Grace Unto Obedience
My review of Adam Neder's Participation in Christ is beginning to collect some dust. I had written down a few excellent quotes in that process and would not appreciate them getting lost. So I am going to squeeze a post out of two quotations on the idea of grace and freedom in Jesus Christ. The first quote is from Neder and is in response Barth's quote (which comes second in this blog post),
"Jesus Christ's fulfillment of the covenant of grace eliminates any basis for human anxiety and despair, and it reveals that humanity has been 'set at rest'. But paradoxically the rest that it has been given is realized actively in obedience." (19)
One of the things that Barth brought to the theological forefront was dialectic speech. Many state this as a reason to disregard Barth. However, there are critical times where Christians need to speak in paradoxes (even the great enemy of Barth, Van Til, said such) — this is one of those good times. Working in this tradition, Neder's quote captures fully that we are saved through justification by faith alone. In Christ's fulfillment, "humanity has been at rest."
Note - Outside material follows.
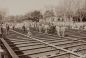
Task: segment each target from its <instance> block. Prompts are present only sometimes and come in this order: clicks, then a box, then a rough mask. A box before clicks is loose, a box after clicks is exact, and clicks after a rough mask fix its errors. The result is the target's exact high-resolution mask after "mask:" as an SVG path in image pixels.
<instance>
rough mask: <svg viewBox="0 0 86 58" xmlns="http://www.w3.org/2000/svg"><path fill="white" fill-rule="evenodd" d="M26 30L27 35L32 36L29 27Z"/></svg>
mask: <svg viewBox="0 0 86 58" xmlns="http://www.w3.org/2000/svg"><path fill="white" fill-rule="evenodd" d="M27 30H28V33H27V36H29V37H31V36H32V33H31V32H30V29H29V28H27Z"/></svg>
And yet, the crisis comes in how to speak about good works after justification. Is our relationship to Christ merely the "entrance" into a life apart from Him that is focused on obedience? Or in union with Christ are we also seeking obedience while resting in our Lord's completion of the covenant? The language of "rest" being "realized" not merely in faith but in "obedience" speaks to the truth of justification. Justification and rest aren't true "in obedience" — they are realized. So let it be stated, the finality of God's work in Jesus Christ is best manifest in our restful work of obedience. Which leads us to the original quote from Karl Barth,
"Confronted with the mystery of God, the creature must be silent; not merely for the sake of being silent, but for the sake of hearing…For obedience is the purpose and goal of hearing. Our return to obedience is indeed the aim of free Grace. It is for this that it makes us free. It is for this that it confronts us as a mystery" (19)
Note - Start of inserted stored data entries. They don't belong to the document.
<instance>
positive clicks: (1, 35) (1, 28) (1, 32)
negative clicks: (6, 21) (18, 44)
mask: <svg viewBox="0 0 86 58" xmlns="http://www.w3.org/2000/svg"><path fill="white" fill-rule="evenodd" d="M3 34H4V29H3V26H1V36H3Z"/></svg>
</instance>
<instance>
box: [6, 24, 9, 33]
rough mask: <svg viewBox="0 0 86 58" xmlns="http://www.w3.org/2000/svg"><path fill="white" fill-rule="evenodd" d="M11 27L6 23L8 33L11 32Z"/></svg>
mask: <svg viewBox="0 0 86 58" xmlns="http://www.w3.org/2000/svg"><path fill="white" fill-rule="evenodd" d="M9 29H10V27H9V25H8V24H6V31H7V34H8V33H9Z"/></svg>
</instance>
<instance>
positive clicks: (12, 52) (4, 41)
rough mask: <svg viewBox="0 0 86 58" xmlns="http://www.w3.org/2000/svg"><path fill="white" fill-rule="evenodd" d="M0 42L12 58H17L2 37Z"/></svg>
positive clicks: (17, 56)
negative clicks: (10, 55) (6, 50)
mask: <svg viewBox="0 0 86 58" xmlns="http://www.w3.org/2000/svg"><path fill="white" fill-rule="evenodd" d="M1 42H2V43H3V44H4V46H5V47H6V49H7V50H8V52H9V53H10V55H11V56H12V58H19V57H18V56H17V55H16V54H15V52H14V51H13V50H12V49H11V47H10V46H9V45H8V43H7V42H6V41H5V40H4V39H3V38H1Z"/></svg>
Silence — which is suggested at multiple points in the Scripture — is not fulfilled merely in a lack of speech. It is fulfilled in actually hearing the words spoken. And as any parent can tell you, no child has "heard" unless they have obeyed. This is one of the strange ways in which Barth spoke.
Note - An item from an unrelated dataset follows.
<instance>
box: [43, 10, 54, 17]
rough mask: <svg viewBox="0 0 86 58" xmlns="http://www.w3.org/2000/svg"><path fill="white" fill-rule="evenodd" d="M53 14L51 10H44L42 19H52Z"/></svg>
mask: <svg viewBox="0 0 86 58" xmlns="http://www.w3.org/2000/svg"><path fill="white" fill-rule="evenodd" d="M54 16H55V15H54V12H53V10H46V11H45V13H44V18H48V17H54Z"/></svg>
Man apart from God knows nothing of freedom. We normally speak today about freedom with respect to free will or determinism. For Barth — in this state of silence and sin — all men are incapable of being the man God made them to be. But in the freedom found in Jesus Christ and in the word of the gospel, man can be reunited to God and be obedient. In this obedience, man finds his first taste of true freedom.